I spent part of my weekend conducting an archeological dig of sorts, as I reviewed the contents of my spice cabinet. This was prompted by an e-mail from a friend in Texas, who provided a link to the McCormick Co. Web site and said I might be surprised to learn how old some of the relics in my spice cabinet really are.
My quick assessment, after observing the rust on the bottom edge of a square tin of turmeric, is that many of my spices have racked up some miles. I feel fairly certain that some of these gems have been with me since I lived in California in the 1970s and have moved with me at least half a dozen times in the 27 years that I have been back in Kansas.
While carbon dating is one option, there are other ways to discern the exact age of kitchen spices. The McCormick site (www.mccormick.com/content.cfm?id=11985) contains a little gizmo that interprets the code stamped on the bottom of a bottle or tin of spices. Some of my spices are even too old for that.

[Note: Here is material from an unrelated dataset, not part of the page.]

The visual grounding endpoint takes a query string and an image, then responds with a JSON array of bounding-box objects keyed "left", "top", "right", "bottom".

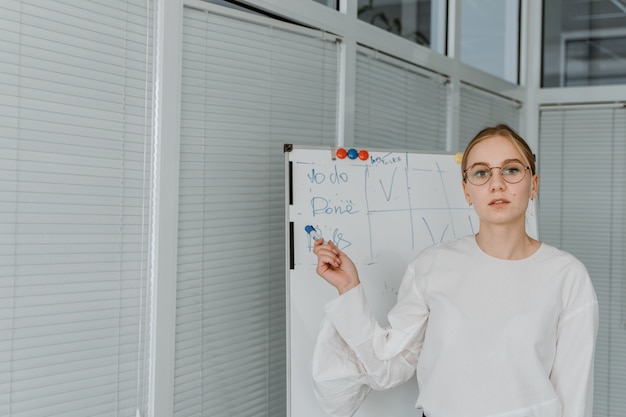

Of the 50 or so spice containers in my cupboard, just a handful bear the McCormick brand, and most don't have codes. However, the McCormick people were kind enough to point out that if I have a square McCormick tin of anything but black pepper or a McCormick bottle with an address in Baltimore, those spices are at least 15 years old. So much for the antique fennel seed.
Some of the other spice brands, such as Durkee, stamped date codes on the bottom of the tins in purple ink. This is how I know that my picking spice hails from 1975 and the whole allspice is of the 1977 vintage.
There's no stamp on the bottom of a tin of whole leaf sage, but it bears a quaint adhesive price tag for 41 cents. For all I know, this spice was handed down from my grandmother.
I have a couple of reactions to these discoveries. First, I find it amusing that McCormick has a Web site where cooks are urged to toss out their spices on a regular basis. Obviously, the spice companies would prefer that we purge our spice cupboards on as often as possible and then buy all new. People like me bog down the bottom line.
In addition, this exercise of sorting through the spice cabinet does alert us to the fact that much of what we store there is beyond redemption. The flavor is long gone, and in some cases the colors have faded as well.
Spices are at their peak for very short periods of time. This is why many serious chili and curry chefs blend their own powders and, in some cases, grow and dry their own spices and peppers. That's the one sure way to ensure freshness.
Several sources recommend throwing away herbs and ground spices at least by the third year and whole spices and seeds by the fourth. Extracts generally keep for four years, except for pure vanilla, which has an indefinite shelf life.
I am reluctant to start throwing away spice containers, however, because I have been reusing some of them for years. I have glass Schilling bottles that I know are at least 20 years old that I have refilled with basil, oregano and other frequently used spices.
This is easy to do if you have access to a natural foods store with a bulk spice department. At least in theory, you buy just as much as you need for a recipe and avoid stockpiling spices that will go stale. The problem is that I never mark a date on the bottle, so I can't tell how old its contents are.
Another reason people should proceed slowly in cleaning out the spice cupboard is that their oldest tins may have value. In doing a little Internet research on spices, I stumbled across a number of links to eBay, where old spice tins are being bought and sold. So maybe our old spices aren't worthless after all.